13. De rechtbank ziet wel aanleiding verweerder te veroordelen in de door eisers gemaakte proceskosten omdat verweerder naar aanleiding van het beroep van eisers het bestreden besluit 1 middels het bestreden besluit 2 heeft gewijzigd door de omgevingsvergunning van zeven populieren in te trekken. De vergoeding wordt met toepassing van het Besluit proceskosten bestuursrecht als volgt berekend. De bijstand door een gemachtigde levert 2 punten op (1 punt voor het indienen van het beroepschrift met een waarde per punt van € 759,- en 1 punt voor het verschijnen op de zitting met een waarde per punt van € 759,-), bij een wegingsfactor 1. Toegekend wordt € 1.518,-. Ook dient verweerder het door eisers betaalde griffierecht te vergoeden.

Beslissing

De rechtbank:
 verklaart het beroep tegen bestreden besluit 1 ongegrond;
 verklaart het beroep tegen bestreden besluit 2 niet-ontvankelijk;
 veroordeelt verweerder in de proceskosten van eisers tot een bedrag van € 1.518,-.
 draagt verweerder op het door eisers betaalde griffierecht van € 354,- aan eisers te vergoeden.
Deze uitspraak is gedaan door mr.

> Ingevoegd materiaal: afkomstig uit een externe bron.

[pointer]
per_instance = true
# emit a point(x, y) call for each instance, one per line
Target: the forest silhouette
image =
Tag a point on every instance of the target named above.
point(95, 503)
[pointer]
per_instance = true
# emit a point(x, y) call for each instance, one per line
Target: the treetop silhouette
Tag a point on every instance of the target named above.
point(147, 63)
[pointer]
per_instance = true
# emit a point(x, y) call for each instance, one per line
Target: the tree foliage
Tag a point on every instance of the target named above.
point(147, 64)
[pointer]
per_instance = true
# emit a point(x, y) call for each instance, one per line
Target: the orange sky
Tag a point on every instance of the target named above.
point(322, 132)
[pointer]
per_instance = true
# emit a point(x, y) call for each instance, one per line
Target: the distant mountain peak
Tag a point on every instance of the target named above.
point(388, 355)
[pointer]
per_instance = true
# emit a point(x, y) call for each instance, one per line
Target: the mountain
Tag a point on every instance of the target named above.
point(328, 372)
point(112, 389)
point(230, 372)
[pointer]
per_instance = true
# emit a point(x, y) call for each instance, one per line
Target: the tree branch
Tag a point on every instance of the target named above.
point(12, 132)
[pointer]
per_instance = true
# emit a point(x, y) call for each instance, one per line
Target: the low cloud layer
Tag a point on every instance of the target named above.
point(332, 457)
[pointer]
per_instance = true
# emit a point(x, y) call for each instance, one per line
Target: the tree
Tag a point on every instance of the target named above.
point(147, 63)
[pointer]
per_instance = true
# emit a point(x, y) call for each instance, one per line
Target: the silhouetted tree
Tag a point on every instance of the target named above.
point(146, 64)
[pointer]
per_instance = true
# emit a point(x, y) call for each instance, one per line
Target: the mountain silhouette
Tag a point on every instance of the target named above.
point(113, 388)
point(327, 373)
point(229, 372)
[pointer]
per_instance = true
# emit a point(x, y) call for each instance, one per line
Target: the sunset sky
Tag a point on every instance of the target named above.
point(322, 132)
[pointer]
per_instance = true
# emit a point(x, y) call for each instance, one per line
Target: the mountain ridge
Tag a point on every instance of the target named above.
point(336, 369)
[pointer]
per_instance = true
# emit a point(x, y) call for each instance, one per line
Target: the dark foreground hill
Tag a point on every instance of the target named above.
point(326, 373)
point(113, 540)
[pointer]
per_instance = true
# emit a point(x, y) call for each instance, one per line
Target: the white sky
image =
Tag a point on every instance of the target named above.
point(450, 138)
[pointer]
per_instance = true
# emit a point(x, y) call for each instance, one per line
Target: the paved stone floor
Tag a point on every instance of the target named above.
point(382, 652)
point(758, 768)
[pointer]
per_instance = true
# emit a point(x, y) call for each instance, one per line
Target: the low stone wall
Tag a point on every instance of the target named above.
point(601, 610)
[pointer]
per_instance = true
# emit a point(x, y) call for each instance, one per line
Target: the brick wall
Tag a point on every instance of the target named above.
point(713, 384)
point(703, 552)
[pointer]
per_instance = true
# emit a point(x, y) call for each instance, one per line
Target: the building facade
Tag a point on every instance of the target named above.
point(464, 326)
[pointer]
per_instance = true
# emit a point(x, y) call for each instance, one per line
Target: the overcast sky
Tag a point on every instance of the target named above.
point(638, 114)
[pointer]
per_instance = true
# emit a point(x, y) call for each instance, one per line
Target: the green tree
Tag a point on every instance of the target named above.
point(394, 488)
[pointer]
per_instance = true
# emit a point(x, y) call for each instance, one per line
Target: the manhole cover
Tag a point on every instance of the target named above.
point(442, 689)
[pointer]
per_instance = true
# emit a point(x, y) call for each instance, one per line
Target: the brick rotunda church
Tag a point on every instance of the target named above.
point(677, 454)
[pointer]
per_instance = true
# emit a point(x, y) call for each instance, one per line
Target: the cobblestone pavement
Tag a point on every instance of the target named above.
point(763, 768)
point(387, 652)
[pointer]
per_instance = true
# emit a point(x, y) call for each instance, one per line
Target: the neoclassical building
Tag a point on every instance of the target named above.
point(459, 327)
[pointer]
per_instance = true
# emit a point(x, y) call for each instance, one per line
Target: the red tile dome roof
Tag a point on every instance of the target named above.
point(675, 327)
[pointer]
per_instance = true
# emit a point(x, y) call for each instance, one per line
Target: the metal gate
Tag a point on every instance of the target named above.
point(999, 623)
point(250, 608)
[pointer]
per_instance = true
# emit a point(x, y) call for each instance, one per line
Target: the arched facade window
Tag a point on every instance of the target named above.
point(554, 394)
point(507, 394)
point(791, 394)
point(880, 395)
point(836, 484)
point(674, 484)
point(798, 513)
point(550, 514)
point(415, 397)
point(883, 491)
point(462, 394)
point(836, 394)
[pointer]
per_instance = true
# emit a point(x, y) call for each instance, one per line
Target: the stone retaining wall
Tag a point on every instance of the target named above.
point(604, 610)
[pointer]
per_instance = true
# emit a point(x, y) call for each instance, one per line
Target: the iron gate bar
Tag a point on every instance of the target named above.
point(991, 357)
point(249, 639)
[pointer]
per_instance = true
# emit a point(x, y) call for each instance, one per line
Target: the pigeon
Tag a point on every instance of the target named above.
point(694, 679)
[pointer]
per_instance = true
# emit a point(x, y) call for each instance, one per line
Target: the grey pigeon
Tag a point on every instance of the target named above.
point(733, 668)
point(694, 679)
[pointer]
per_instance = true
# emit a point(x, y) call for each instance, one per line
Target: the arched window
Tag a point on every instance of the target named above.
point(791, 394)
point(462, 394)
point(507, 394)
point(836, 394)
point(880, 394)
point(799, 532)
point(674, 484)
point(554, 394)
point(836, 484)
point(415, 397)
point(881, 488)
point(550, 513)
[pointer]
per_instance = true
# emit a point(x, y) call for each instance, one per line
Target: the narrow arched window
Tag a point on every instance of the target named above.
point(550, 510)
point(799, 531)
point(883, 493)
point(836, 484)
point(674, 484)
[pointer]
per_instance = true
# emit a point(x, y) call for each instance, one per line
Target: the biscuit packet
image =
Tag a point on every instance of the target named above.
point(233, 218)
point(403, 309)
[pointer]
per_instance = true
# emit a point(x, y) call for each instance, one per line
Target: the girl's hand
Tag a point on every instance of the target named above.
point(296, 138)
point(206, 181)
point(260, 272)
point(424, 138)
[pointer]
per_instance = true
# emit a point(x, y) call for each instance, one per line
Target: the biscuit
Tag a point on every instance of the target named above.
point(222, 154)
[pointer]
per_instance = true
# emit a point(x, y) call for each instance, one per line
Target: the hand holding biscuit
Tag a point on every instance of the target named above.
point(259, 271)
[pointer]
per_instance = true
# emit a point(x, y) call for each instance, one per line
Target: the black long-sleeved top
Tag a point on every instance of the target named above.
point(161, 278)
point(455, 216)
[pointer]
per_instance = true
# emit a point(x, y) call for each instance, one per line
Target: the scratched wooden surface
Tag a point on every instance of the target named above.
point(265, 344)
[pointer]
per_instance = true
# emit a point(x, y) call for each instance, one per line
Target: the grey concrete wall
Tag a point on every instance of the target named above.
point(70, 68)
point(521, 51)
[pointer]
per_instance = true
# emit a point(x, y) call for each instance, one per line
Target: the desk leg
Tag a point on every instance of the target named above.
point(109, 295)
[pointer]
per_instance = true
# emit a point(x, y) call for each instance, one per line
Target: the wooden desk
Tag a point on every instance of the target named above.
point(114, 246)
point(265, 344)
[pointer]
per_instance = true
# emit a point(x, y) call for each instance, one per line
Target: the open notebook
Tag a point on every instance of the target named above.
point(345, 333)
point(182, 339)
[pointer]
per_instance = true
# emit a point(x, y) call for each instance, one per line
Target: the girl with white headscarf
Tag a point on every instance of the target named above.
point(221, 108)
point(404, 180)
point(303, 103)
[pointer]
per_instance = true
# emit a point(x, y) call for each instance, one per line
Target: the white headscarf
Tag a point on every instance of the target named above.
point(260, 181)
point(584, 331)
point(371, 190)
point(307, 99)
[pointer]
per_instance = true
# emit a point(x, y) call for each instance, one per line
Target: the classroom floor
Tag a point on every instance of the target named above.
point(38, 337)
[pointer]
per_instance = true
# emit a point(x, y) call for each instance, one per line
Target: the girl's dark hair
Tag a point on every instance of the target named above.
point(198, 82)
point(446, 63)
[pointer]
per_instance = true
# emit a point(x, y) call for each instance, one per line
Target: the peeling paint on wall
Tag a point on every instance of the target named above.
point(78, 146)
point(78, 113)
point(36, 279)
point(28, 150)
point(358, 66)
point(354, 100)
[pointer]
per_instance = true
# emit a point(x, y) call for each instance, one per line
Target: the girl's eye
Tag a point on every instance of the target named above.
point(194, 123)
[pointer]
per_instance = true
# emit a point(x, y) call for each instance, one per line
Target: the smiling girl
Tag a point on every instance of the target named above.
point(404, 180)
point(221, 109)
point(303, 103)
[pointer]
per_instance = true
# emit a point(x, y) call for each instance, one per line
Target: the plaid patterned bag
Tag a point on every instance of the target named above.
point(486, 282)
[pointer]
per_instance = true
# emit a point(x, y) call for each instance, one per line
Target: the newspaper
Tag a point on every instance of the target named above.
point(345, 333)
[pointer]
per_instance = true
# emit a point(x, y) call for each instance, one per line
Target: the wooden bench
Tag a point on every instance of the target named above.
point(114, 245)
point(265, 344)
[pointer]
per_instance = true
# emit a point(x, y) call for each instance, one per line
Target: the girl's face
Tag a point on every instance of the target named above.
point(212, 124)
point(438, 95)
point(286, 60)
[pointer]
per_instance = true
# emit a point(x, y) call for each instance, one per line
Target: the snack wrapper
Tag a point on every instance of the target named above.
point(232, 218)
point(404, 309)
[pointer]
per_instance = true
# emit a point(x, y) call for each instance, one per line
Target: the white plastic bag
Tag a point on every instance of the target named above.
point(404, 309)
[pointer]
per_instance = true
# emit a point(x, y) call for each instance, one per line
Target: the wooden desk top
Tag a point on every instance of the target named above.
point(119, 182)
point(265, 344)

G.C.W. van der Feltz, rechter, in aanwezigheid van mr. H.M. Hsu, griffier. De uitspraak is uitgesproken in het openbaar op 24 juni 2022.
De griffier is verhinderd
de uitspraak te ondertekenen
griffier
rechter
Een afschrift van deze uitspraak is verzonden aan partijen op:

Informatie over hoger beroep

Een partij die het niet eens is met deze uitspraak, kan een hogerberoepschrift sturen naar de Afdeling bestuursrechtspraak van de Raad van State waarin wordt uitgelegd waarom deze partij het niet eens is met deze uitspraak. Het hogerberoepschrift moet worden ingediend binnen zes weken na de dag waarop deze uitspraak is verzonden. Kan de indiener de behandeling van het hoger beroep niet afwachten, omdat de zaak spoed heeft, dan kan de indiener de voorzieningenrechter van de Afdeling bestuursrechtspraak van de Raad van State vragen om een voorlopige voorziening (een tijdelijke maatregel) te treffen.